If you are no longer in a relationship with your children’s other parent, you may not be able to cut him or her out of your life completely. After all, if you share custody, you may need to see your ex every time you drop off and pick up your kids.
Your child custody transfer is the interaction you have with a co-parent when the children are transitioning between households. Depending on your custody agreement, these transfers may occur once, twice or even three times per week.
Where do custody transfers happen?
After your custody transfers become old hat, you may be able to conduct them at either your home or your ex’s house. In the first few months after your divorce or separation, though, you may want to transfer custody at a neutral location. To set realistic expectations, it is advisable to include the location of your custody transfers in your custody agreement or parenting plan.

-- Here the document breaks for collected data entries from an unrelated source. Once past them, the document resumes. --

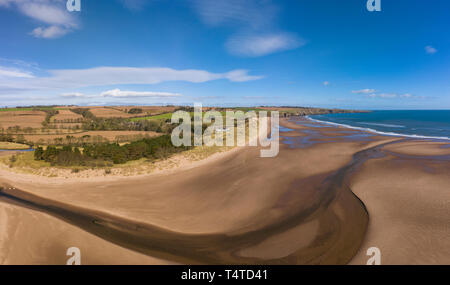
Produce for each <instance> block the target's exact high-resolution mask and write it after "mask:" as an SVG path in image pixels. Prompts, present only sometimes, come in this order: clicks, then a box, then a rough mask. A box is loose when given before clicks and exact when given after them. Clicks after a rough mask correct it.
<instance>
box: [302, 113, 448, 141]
mask: <svg viewBox="0 0 450 285" xmlns="http://www.w3.org/2000/svg"><path fill="white" fill-rule="evenodd" d="M306 118H307V119H308V120H311V121H313V122H317V123H324V124H329V125H333V126H340V127H345V128H349V129H355V130H360V131H366V132H372V133H377V134H380V135H383V136H391V137H392V136H393V137H406V138H416V139H434V140H450V138H449V137H433V136H423V135H416V134H412V135H408V134H400V133H394V132H382V131H377V130H374V129H371V128H362V127H355V126H351V125H346V124H339V123H334V122H328V121H322V120H317V119H313V118H311V117H309V116H306Z"/></svg>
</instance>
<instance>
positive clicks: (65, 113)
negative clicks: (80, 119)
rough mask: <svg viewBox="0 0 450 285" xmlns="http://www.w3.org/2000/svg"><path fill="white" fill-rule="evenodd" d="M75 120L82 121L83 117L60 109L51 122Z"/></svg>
mask: <svg viewBox="0 0 450 285" xmlns="http://www.w3.org/2000/svg"><path fill="white" fill-rule="evenodd" d="M77 119H78V120H79V119H83V116H81V115H80V114H76V113H74V112H72V111H70V110H69V109H60V110H58V114H57V115H55V116H53V117H52V119H51V122H54V121H64V120H77Z"/></svg>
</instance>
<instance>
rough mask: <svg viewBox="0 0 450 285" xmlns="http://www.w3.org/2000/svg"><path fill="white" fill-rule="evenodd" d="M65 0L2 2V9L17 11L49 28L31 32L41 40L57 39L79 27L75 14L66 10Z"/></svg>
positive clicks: (13, 1) (29, 0)
mask: <svg viewBox="0 0 450 285" xmlns="http://www.w3.org/2000/svg"><path fill="white" fill-rule="evenodd" d="M66 2H67V1H64V0H0V8H1V7H5V8H9V9H16V10H17V11H19V12H20V13H22V14H23V15H25V16H27V17H29V18H31V19H33V20H35V21H37V22H40V23H42V24H45V25H48V26H44V27H43V26H40V27H37V28H35V29H33V31H32V32H30V34H31V35H33V36H35V37H39V38H46V39H50V38H57V37H61V36H63V35H65V34H67V33H68V32H70V31H72V30H74V29H75V28H77V27H78V22H77V20H76V18H75V17H74V16H73V14H71V13H69V12H68V11H67V9H66Z"/></svg>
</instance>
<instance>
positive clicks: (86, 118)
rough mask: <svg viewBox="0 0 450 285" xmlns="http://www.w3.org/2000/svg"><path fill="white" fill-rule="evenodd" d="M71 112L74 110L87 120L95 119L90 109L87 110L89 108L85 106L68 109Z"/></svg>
mask: <svg viewBox="0 0 450 285" xmlns="http://www.w3.org/2000/svg"><path fill="white" fill-rule="evenodd" d="M70 110H71V111H72V112H74V113H75V114H79V115H81V116H83V118H85V119H89V120H95V119H96V117H95V115H94V114H92V112H91V111H89V109H87V108H74V109H70Z"/></svg>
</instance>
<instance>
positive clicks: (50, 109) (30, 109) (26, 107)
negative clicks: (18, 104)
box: [0, 107, 64, 112]
mask: <svg viewBox="0 0 450 285" xmlns="http://www.w3.org/2000/svg"><path fill="white" fill-rule="evenodd" d="M62 109H64V108H54V107H26V108H0V112H8V111H34V110H62Z"/></svg>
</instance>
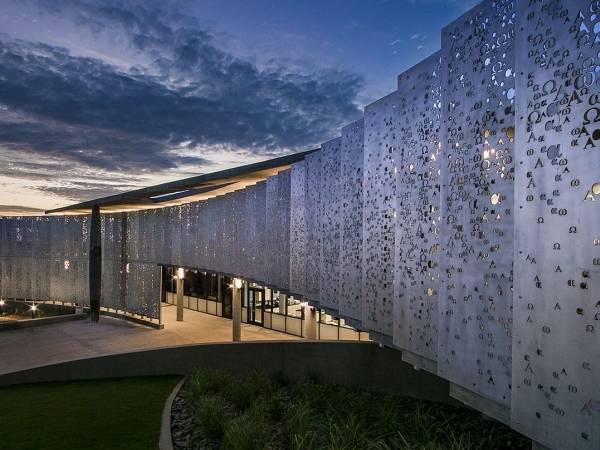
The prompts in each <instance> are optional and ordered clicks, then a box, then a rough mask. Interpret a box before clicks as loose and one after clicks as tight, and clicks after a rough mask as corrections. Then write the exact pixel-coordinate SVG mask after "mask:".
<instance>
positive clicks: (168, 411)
mask: <svg viewBox="0 0 600 450" xmlns="http://www.w3.org/2000/svg"><path fill="white" fill-rule="evenodd" d="M185 380H186V377H183V378H182V379H181V380H180V381H179V383H177V386H175V388H174V389H173V391H172V392H171V394H169V397H168V398H167V401H166V402H165V407H164V408H163V413H162V418H161V423H160V439H159V441H158V448H159V449H160V450H173V440H172V438H171V408H172V407H173V400H175V397H177V394H179V390H180V389H181V386H183V383H184V381H185Z"/></svg>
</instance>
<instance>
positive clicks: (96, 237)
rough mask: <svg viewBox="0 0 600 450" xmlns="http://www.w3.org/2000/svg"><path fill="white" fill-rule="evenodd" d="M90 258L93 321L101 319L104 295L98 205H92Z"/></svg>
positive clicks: (97, 320)
mask: <svg viewBox="0 0 600 450" xmlns="http://www.w3.org/2000/svg"><path fill="white" fill-rule="evenodd" d="M88 258H89V267H88V270H89V294H90V299H89V300H90V318H91V319H92V322H98V320H99V319H100V297H101V295H102V227H101V223H100V207H99V206H98V205H96V206H94V207H92V219H91V222H90V251H89V254H88Z"/></svg>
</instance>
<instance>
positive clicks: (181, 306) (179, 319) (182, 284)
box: [177, 269, 183, 322]
mask: <svg viewBox="0 0 600 450" xmlns="http://www.w3.org/2000/svg"><path fill="white" fill-rule="evenodd" d="M180 271H181V269H179V270H178V272H180ZM180 275H181V274H180V273H178V274H177V322H183V277H182V276H180Z"/></svg>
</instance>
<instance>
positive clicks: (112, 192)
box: [43, 181, 136, 201]
mask: <svg viewBox="0 0 600 450" xmlns="http://www.w3.org/2000/svg"><path fill="white" fill-rule="evenodd" d="M135 188H136V186H134V185H131V184H127V183H111V184H106V183H90V182H88V181H85V182H83V181H79V182H70V183H68V184H66V185H64V186H46V187H44V188H43V190H44V192H47V193H49V194H55V195H59V196H61V197H65V198H68V199H71V200H75V201H77V200H79V199H81V198H99V197H105V196H107V195H113V194H118V193H119V192H124V191H130V190H132V189H135Z"/></svg>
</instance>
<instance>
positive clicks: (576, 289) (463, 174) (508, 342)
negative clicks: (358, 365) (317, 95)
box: [0, 0, 600, 450]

How can you prepare for custody transfers?
If you and your ex had an acrimonious relationship, your custody transfers may turn into shouting matches or worse. To keep conflict in check, it is critical to prepare both yourself and your children for each custody transfer. Here are some tips:
- Pack essential items, such as toys, clothing and homework, the night before the transfer
- Feed your kids before you go to the transfer location
- Dress your children appropriately for weather conditions
- Arrive at the transfer location a bit early
- Notify your ex of any foreseeable delays or changes in plans
Ultimately, any effort you put into making your custody transfers a success is likely to benefit you, your children and your ex.